El argumento abre con el rostro crispado de Diana (Carolina Dieckmann) y una mano que le tapa la boca. Unos segundos después, la cámara se mueve a la derecha dejando que una cortina tape la visión. La importancia de este primer plano se sabe más adelante, cuando descubrimos que Mario (Leonardo Sbaraglia), el esposo de Diana, se encontraba detrás de la ventana mientras ella era violada. Por lo que ese plano es un punto de vista de Mario, quien mira la situación totalmente paralizado. La película va a desarrollarse desde ese lugar: vemos desde los ojos de Mario, el protagonista real es él (y sus pensamientos), dejando a Diana y su silencio en un segundo plano, casi como una mera excusa para despertar la acción del verdadero protagonista.

El primer día del argumento, cuando violan a Diana, se repite: la segunda vez es desde la perspectiva de Mario.
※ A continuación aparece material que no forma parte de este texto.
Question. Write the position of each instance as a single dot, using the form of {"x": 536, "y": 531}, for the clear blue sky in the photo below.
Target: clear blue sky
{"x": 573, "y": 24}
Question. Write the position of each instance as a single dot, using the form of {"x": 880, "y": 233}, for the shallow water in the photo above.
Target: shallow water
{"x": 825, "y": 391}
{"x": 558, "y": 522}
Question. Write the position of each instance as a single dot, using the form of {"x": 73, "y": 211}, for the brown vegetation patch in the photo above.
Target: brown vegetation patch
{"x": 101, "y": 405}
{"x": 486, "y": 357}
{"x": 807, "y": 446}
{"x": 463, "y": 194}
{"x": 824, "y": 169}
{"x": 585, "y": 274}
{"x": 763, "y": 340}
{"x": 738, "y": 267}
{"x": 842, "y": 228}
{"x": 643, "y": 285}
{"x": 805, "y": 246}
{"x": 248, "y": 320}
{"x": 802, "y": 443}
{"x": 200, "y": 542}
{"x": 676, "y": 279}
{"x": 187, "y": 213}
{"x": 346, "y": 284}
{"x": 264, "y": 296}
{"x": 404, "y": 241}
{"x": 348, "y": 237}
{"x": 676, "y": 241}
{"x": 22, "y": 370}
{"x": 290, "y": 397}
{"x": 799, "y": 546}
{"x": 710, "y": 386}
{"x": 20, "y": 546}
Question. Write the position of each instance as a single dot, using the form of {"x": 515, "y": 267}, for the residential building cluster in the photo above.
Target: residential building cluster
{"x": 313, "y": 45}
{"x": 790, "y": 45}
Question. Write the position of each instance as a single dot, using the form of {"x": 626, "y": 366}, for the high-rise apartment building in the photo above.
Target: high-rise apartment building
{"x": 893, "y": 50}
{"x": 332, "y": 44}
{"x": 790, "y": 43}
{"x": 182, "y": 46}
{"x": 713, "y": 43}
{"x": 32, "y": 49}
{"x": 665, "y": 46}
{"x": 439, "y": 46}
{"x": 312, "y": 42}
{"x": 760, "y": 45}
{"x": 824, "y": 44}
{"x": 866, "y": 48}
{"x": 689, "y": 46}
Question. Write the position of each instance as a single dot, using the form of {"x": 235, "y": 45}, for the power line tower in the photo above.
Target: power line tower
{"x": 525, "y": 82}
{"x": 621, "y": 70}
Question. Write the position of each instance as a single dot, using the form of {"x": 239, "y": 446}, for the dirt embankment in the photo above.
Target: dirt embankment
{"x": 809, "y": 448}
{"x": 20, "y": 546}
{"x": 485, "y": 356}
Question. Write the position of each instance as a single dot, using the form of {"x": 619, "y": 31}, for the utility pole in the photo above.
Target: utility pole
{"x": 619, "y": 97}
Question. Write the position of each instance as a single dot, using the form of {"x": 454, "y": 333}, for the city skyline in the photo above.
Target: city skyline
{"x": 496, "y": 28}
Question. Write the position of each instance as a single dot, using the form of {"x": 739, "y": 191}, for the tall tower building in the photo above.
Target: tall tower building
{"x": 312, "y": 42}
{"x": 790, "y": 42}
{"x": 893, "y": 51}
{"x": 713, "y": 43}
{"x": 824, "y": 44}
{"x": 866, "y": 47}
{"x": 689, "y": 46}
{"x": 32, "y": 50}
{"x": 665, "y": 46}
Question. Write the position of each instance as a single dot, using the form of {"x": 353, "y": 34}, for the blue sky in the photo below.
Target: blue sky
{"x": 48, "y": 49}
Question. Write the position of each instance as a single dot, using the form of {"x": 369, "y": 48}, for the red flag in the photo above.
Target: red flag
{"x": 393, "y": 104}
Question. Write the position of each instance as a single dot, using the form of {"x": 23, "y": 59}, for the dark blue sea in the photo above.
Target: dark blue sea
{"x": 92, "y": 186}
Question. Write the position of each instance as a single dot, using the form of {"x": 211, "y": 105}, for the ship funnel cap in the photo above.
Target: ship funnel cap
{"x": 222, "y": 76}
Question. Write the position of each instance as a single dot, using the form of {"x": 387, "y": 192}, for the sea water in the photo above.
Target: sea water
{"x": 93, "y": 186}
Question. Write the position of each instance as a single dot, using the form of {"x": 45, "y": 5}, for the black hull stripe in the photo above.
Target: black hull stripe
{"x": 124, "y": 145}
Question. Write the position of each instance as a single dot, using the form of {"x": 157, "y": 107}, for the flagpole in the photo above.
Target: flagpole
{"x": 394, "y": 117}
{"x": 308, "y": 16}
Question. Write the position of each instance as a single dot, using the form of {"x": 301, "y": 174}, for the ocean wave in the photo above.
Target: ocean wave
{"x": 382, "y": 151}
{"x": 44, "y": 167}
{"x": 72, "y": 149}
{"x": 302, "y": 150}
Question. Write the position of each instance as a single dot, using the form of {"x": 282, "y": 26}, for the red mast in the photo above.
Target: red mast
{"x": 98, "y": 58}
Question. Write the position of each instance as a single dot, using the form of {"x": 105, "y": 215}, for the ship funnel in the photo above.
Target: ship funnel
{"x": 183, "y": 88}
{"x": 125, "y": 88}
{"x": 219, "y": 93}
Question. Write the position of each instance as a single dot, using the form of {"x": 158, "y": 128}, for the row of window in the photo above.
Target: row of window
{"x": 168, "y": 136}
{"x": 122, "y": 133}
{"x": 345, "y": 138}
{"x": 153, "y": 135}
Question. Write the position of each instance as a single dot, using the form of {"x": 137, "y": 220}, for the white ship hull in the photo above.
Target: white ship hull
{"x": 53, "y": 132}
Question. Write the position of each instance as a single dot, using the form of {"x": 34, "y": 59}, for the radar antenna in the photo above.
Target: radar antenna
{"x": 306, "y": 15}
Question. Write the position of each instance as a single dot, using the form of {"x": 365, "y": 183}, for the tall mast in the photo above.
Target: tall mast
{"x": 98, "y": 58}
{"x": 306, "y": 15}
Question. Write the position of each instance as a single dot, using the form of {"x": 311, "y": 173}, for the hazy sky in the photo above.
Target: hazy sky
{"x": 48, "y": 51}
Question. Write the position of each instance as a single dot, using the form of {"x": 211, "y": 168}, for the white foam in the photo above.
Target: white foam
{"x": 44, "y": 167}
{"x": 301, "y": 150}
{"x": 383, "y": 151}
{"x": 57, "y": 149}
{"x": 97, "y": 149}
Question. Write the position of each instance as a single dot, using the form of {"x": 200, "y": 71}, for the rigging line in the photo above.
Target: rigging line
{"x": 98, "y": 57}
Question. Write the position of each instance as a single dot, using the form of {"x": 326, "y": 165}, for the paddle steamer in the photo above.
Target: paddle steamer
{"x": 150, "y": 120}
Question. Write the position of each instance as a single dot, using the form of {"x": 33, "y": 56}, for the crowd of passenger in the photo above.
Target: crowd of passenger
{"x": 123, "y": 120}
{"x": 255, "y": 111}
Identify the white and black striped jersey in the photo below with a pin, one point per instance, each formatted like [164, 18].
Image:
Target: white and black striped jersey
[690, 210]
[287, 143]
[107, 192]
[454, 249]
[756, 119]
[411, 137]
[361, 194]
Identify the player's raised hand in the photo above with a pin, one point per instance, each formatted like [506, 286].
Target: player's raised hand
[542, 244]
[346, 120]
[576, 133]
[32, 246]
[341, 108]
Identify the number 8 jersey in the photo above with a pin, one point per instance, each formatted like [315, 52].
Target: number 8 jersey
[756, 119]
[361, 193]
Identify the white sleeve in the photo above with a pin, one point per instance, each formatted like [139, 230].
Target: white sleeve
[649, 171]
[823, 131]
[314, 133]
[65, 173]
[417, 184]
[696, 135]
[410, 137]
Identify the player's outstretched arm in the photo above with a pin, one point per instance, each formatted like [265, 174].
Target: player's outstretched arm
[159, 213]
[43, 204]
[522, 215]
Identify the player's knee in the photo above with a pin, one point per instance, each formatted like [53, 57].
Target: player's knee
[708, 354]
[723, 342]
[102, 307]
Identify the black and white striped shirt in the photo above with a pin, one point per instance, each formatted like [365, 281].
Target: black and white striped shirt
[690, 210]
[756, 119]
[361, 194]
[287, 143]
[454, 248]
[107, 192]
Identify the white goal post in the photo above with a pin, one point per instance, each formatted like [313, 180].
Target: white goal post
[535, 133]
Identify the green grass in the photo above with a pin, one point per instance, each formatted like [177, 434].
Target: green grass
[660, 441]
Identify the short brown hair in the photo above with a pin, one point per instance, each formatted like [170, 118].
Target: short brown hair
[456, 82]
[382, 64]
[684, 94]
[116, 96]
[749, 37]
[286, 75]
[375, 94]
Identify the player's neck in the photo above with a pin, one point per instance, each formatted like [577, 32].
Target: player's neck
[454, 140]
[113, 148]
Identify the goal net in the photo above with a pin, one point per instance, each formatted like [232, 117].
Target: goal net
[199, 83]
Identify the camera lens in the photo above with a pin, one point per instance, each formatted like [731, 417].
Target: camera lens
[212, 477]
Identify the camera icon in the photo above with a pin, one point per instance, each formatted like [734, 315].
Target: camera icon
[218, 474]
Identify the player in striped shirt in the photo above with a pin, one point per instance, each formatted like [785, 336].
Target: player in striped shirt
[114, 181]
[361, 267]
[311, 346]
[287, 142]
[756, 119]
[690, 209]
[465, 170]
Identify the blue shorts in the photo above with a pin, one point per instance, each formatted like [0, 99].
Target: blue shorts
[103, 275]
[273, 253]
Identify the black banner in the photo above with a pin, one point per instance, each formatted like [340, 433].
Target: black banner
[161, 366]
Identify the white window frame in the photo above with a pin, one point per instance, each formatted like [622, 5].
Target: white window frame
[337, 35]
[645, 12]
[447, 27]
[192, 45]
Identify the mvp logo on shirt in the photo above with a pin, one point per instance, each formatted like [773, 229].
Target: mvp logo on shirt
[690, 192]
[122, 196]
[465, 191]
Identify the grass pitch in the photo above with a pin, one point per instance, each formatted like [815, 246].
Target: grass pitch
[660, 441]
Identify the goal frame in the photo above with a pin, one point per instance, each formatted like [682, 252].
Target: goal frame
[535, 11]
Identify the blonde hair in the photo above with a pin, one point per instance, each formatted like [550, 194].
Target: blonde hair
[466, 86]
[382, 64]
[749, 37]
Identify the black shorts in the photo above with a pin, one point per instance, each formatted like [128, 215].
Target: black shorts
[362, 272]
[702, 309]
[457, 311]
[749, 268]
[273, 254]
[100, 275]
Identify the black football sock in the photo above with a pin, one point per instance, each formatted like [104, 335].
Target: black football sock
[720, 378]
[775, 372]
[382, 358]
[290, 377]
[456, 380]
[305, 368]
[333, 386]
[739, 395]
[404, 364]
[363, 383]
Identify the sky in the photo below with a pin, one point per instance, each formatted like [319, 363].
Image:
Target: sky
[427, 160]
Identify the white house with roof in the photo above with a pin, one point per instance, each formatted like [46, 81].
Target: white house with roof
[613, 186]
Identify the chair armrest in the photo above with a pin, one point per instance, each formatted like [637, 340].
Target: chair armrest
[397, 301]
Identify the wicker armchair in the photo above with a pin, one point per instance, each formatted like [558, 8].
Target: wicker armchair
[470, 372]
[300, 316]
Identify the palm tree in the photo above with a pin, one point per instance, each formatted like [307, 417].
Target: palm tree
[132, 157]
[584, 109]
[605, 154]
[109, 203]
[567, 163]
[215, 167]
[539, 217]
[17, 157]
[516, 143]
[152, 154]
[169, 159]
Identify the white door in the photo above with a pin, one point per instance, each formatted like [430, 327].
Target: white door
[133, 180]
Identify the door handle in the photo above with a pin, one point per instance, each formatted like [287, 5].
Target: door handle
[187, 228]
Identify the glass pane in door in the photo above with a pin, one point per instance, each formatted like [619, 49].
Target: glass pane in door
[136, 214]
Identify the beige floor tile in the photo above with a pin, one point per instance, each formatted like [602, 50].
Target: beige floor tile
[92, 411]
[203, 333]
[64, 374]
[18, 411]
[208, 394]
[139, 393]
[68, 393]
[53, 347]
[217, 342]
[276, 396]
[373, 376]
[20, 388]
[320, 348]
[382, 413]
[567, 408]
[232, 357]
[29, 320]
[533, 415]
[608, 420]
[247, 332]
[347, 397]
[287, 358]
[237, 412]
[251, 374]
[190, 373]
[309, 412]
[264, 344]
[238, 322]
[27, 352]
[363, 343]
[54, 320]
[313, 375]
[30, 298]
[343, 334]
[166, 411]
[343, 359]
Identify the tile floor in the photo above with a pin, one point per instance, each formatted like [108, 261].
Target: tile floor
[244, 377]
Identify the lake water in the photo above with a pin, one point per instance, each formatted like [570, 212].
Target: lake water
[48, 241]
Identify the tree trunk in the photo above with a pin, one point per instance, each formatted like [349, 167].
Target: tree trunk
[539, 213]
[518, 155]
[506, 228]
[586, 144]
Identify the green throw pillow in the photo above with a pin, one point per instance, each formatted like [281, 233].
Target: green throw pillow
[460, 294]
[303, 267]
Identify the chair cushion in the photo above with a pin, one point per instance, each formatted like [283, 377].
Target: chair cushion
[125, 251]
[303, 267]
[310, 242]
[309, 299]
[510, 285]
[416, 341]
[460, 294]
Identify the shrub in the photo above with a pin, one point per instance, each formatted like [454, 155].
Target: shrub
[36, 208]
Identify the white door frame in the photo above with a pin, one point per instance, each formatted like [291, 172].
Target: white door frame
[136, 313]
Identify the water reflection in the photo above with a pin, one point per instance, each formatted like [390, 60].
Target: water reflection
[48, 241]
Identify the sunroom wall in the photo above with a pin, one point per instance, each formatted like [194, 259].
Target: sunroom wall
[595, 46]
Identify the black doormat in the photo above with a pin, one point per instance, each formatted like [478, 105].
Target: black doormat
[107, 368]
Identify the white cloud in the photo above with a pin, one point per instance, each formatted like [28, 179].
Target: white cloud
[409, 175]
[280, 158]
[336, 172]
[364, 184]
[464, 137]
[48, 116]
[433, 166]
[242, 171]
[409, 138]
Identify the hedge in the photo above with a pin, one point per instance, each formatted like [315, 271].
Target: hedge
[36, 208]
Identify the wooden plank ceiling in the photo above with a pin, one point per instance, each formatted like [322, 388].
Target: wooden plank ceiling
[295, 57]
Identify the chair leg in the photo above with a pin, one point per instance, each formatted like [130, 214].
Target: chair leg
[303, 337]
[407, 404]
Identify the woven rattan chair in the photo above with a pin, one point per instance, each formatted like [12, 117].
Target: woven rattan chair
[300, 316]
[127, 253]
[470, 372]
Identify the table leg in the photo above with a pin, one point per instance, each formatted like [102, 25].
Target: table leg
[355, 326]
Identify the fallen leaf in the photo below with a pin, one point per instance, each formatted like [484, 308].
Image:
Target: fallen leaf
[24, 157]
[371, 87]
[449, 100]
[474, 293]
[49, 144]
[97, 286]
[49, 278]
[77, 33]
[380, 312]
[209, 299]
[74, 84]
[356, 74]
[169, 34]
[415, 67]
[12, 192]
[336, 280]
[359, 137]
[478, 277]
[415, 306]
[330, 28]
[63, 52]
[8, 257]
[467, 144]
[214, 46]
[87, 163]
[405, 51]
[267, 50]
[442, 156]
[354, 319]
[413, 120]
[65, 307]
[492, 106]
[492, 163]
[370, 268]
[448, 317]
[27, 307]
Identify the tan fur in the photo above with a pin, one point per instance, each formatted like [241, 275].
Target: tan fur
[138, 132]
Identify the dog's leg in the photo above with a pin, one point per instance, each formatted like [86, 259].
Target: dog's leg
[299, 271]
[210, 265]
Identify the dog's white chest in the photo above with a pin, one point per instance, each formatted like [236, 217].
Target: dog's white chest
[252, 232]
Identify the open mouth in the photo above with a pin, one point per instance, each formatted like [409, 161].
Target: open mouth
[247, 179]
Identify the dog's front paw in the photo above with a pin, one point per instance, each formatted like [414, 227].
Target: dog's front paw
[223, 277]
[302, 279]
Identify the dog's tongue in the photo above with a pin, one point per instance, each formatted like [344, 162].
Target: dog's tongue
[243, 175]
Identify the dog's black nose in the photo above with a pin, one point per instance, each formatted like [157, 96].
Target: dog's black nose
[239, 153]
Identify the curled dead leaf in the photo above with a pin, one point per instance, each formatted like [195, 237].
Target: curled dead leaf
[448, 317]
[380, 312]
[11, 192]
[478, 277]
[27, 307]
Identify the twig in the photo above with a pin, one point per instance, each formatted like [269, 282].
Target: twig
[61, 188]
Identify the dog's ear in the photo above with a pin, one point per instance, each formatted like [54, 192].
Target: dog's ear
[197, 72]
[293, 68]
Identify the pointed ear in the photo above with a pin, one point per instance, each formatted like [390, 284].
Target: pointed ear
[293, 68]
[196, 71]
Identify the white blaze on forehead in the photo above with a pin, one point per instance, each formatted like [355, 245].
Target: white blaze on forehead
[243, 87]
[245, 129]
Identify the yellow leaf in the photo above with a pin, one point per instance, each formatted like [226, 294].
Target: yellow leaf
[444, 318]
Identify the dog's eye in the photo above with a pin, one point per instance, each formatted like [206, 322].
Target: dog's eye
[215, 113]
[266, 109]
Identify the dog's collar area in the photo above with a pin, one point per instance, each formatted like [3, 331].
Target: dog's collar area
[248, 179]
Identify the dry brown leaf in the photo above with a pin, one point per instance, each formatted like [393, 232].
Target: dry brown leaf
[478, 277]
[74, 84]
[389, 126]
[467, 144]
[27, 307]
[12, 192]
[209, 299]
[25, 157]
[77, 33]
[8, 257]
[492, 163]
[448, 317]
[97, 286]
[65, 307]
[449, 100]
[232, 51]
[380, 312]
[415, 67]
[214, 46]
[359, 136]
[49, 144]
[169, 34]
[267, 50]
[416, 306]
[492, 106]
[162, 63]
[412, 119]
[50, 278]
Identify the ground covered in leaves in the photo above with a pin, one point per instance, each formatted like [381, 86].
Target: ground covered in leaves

A partir de ahí, la película se centra en él, dominada por una voz en off de Mario contando sus miedos. La violación y el silencio de Diana establecen un conflicto pero la película lo ignora, la ignora a ella, y se preocupa por cómo esta situación despierta antiguos miedos de Mario y su tendencia a la parálisis. Diana es dejada en un plano de inacción total.

Conocemos a Diana a través de él, que es como no conocerla. Al igual que la cortina que se posa delante de la cámara, Mario tiene un velo que no lo deja acceder a Diana y por lo tanto nosotros tampoco podemos. Se construye un personaje llano y sin sentido. La película despierta un conflicto que luego ignora. ¿Por qué centrarse en la parálisis de Mario y no desarrollar la de Diana? La película no zafa de la tradición hegemónica, y mira a la mujer y al hombre desde este lugar: el hombre como el sujeto de acción, la mujer relacionada a lo irracional, la mujer contemplada (tanto por Mario como por los violadores), la mujer enigma.

Era el Cielo remata con el asesinato de uno de los violadores por parte de Mario, quien termina siendo el justiciero “anónimo” de su esposa y la deja a ella definitivamente exiliada en el terreno de la pasividad. Casi una reversión de la princesa en la torre y el héroe. Una película que no se tomó el tiempo para ver la posible profundidad de sus personajes, y las implicancias que tiene hablar de la mujer y actuar por ella.


Título: Era el cielo (O silencio de ceu) / Año: 2016 / Duración: 102 min. / País: Uruguay, Brasil, Argentina / Director: Marco Dutra / Guion: Sergio Bizzio, Lucía Puenzo, Caetano Gotardo / Música: Guilherme y Gustavo Garbato / Fotografía: Pedro Luque / Elenco: Leonardo Sbaraglia, Carolina Dieckmann, Chino Darín, Álvaro Armand Ugón, Mirella Pascual.